In the Wisdom of Solomon (7:26) we read: “For she [Wisdom-God] is the radiance of eternal light.” The fullness of the Wisdom was not known by those before Christ. It was God’s voice and the appearance of the Holy Spirit in the form of a Dove at the Theophany which enlightened the world. It is this illumination that would allow St. Paul to open his epistle to the Hebrews (1:1-2) with this message: “In many and various ways God spoke of old to our fathers by the prophets; but in these last days he has spoken to us by a Son, whom he appointed the heir of all things, through whom also he created the world.” It is in this context, the words of the priest Simeon, whom the Mary and Joseph, the parents of Jesus presenting Him back to His Father in the temple can be understood:

Lord, now lettest thou thy servant depart in peace, according to thy word; for mine eyes have seen thy salvation which thou hast prepared in the presence of all peoples, a light for revelation to the Gentiles, and for glory to thy people Israel.” (Lk 2: 29-32)

With the birth of Christ, we have a rising sun that heals us by dispersing spiritual darkness and conquering death. This is spoken of so eloquently by the aging priest Zechariah, the father of the great Prophet and Fore-runner of Christ, the Baptist John who said: “…through the tender mercy of our God, when the day shall dawn upon us from on high to give light to those who sit in darkness and in the shadow of death, to guide our feet into the way of peace.” (Lk 1: 78-79).

Do we give life, light, warmth, joy peace and health in our lives? Do we penetrate, darkness, the dark cellars of the world wet with its rottenness? As members of Christ’s Body, the Church, who like Christ, have by our baptism “put on Christ” [iii] must have His light shine on and reflect off us to all mankind surrounding us (Morelli, 2007). As St. Theophylact (2004) tells us: “He arouse like the sun from their midst, and those who are wise have Him as their boast.”

~Father George Morelli, “The Theophany and Healing,” Website of the Antiochian Orthodox Archdiocese of America,  http://www.antiochian.org/node/18687.

 

[i] From the Divine Liturgy Prothesis Prayer.

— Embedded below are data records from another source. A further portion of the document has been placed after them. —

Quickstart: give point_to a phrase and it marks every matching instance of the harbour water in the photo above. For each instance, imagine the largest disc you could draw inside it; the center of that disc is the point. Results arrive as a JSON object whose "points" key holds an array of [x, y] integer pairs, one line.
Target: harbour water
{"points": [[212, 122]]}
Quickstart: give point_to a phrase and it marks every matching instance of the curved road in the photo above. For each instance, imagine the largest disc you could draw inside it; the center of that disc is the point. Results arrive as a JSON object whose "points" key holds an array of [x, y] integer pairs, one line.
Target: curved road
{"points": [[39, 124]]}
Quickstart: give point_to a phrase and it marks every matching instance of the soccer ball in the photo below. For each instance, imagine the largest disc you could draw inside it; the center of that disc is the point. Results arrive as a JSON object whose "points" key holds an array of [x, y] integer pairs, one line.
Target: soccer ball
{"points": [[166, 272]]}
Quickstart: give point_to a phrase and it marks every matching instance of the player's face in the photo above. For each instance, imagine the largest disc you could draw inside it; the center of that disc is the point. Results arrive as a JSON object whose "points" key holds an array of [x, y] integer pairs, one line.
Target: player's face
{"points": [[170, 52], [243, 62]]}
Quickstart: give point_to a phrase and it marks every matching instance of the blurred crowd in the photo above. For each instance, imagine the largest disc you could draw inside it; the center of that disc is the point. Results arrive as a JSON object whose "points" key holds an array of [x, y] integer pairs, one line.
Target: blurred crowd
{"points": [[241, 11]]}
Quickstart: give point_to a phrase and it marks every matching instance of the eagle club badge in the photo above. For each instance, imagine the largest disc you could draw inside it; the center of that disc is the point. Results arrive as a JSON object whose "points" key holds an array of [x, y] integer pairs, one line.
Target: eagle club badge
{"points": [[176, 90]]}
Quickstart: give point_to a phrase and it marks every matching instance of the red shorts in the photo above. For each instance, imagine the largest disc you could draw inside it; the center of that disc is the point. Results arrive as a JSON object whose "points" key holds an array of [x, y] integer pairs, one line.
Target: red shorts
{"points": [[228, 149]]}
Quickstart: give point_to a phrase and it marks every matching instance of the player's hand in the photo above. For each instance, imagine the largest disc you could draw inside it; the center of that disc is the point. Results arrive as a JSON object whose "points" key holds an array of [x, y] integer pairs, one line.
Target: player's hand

[ii] Some translations such as the Challoner-Reims Version: “Hosanna in the Highest, Peace in earth to men of good will.” What is not correct is ‘good will toward men’.

[iii] Baptismal Hymn of Pascha: “As may of you as have been baptized into Christ have put on Christ. Alleluia.

 

REFERENCES

Morelli, G. (2006, December 21). The Ethos of Orthodox Christian Healing.http://www.orthodoxytoday.org/articles6/MorelliHealing.php [2].

Morelli, G. (2007 January 12). A Theophany Withinhttp://www.orthodoxytoday.org/articles7/MorelliTheophany.php [3]

Parsch, P. (1962). The Church’s Year of Grace. (Vol. 1). Collegeville, MI: The Liturgical Press.

St. Gregory Palamas, (2008). The saving work of Christ (C. Veniamin, Ed.). Waymart, PA: Mount Thabor Publishing.

St. Theophylact. (2004). The explanation by Blessed Theophylact of the Holy Gospel according to St. Luke. House Springs, MO: Chrysostom Press.

Vlachos, Bishop Hierotheos, (1994). Orthodox Psychotherapy: The Science of the Fathers. Lavadia, Greece: Birth of the Theotokos Monastery.

Vlachos, Bishop Hierotheos, (1998). The Mind of the Orthodox Church. Lavadia, Greece: Birth of the Theotokos Monastery.